En première partie, Mauro Astolfi a proposé Vivaldiana en partant d’épisodes et d’anecdotes (pas toujours compréhensibles) qui ont émaillé la vie (musicale et religieuse) de Vivaldi. Le spectacle s’ouvre sur un solo : un danseur tout de blanc vêtu entre en scène, il est seul et regarde au loin comme s’il cherchait quelqu’un ou quelque chose... le silence règne. Une image de solitude qui contraste avec l’énergie dégagée au fil des scènes collectives qui s’enchaînent ensuite à un rythme soutenu sur un florilège de musiques du grand Vivaldi finement restituées par l’OCL. Entre mouvements harmonieux et gestes désarticulés, technique classique et jeu acrobatique, les danseurs évoluent à vive allure sur une scène qui restera nue (juste deux rangées de projecteurs à ses extrémités). La succession des tableaux est rythmée par de beaux jeux de lumière (signés par Marco Policastro) qui traduisent le passage du temps, les couleurs de la journée, les saisons de la vie. Des figures de groupe (dont ces lignes récurrentes de danseuses et danseurs qui se font face ou se croisent) se forment et se décomposent, les silhouettes se mêlent et se détachent, les corps s’enlacent ou s’accrochent. Une performance virtuose que ce Vivaldiana, qui pourtant manque peut-être un peu de respirations et d’onirisme.

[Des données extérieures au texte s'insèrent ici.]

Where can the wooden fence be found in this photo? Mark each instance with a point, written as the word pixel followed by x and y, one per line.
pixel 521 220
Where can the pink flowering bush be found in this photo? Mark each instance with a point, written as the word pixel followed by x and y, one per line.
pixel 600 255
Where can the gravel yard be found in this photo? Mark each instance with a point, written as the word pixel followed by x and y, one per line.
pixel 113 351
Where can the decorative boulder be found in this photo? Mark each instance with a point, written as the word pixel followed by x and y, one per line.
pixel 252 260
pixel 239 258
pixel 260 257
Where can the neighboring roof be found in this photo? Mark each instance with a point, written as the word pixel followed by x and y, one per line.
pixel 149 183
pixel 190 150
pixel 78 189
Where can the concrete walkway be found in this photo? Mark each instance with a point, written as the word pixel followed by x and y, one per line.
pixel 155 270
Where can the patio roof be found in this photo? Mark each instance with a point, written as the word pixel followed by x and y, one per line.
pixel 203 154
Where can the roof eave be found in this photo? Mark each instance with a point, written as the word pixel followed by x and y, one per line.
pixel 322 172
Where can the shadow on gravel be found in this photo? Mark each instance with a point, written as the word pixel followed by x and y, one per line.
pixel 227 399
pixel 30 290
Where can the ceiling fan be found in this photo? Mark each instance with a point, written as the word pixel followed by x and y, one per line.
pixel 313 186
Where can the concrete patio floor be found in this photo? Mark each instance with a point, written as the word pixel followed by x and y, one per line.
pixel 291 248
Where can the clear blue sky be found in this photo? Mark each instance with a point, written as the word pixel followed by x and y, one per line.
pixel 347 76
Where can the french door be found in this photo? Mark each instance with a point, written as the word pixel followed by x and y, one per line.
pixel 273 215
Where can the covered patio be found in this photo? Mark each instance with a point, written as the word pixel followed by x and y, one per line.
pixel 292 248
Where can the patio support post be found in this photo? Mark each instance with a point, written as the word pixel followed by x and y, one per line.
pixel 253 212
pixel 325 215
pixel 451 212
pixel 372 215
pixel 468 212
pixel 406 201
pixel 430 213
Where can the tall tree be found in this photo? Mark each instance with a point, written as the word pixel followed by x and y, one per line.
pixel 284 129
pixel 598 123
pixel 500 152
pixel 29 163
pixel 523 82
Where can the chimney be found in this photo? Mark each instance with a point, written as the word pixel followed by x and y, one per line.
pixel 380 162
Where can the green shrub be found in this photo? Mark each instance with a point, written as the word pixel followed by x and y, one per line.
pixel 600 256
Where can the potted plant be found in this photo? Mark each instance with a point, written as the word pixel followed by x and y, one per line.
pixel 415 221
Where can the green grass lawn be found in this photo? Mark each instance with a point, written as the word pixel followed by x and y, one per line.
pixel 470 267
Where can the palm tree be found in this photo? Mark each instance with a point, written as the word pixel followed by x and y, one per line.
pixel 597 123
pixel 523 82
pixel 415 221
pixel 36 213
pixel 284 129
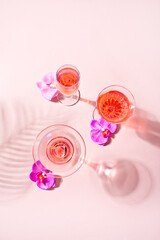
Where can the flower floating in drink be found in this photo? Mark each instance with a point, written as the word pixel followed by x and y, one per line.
pixel 115 104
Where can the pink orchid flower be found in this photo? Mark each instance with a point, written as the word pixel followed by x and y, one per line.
pixel 42 176
pixel 102 131
pixel 47 86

Plus poétique, Seasons a su séduire le public. Un an après avoir présenté Driven, Jean-Guillaume Weis (qui a fêté ses cinquante ans) revient au Grand Théâtre avec une toute autre proposition, pour laquelle il a délaissé son habit de danseur et mis entre parenthèses les questions autobiographiques. Seasons se donne comme une relecture librement inspirée des concertos pour violon que sont les fameuses Quatre saisons de Vivaldi, mais à partir de la musique revisitée avec originalité en 2012 par Max Richter connu pour ses collaborations avec des chorégraphes de renom comme Wayne McGregor. Seasons, ode à la nature, à ses cycles et à ses humeurs, s’ouvre (et se fermera) sur une sorte de parterre de gros bonbons de toutes les couleurs dissimulant les danseurs. Peu à peu, l’imposant dispositif scénique (de Mélanie Planchard) s’anime, les bonbons se métamorphosent en rideau de feuilles chatoyantes ou forêt de papillons aux mille et un reflets, permettant aux danseurs de jouer autour et avec, de se cacher, de se dévoiler. Sur cette musique aux accents répétitifs, tantôt en accord, tantôt en rupture, le chorégraphe fait alterner scènes de groupe et tableaux intimistes, énergie collective et souffle individuel. Aux envolées lyriques répondent les mouvements saccadés qui semblent être la marque de fabrique de la compagnie de danse. Au fil de Seasons, certaines images reviennent comme celles où les neuf danseurs et danseuses se retrouvent en couples laissant toujours un des leurs en marge de la ronde. Solitude, exclusion, difficulté d’avancer, chute et réveil du corps et de la nature, mélancolie… autant de thèmes chers à Jean-Guillaume Weis développés avec la liberté de ton qu’on lui connaît dans cet émouvant dialogue avec Vivaldi/Richter.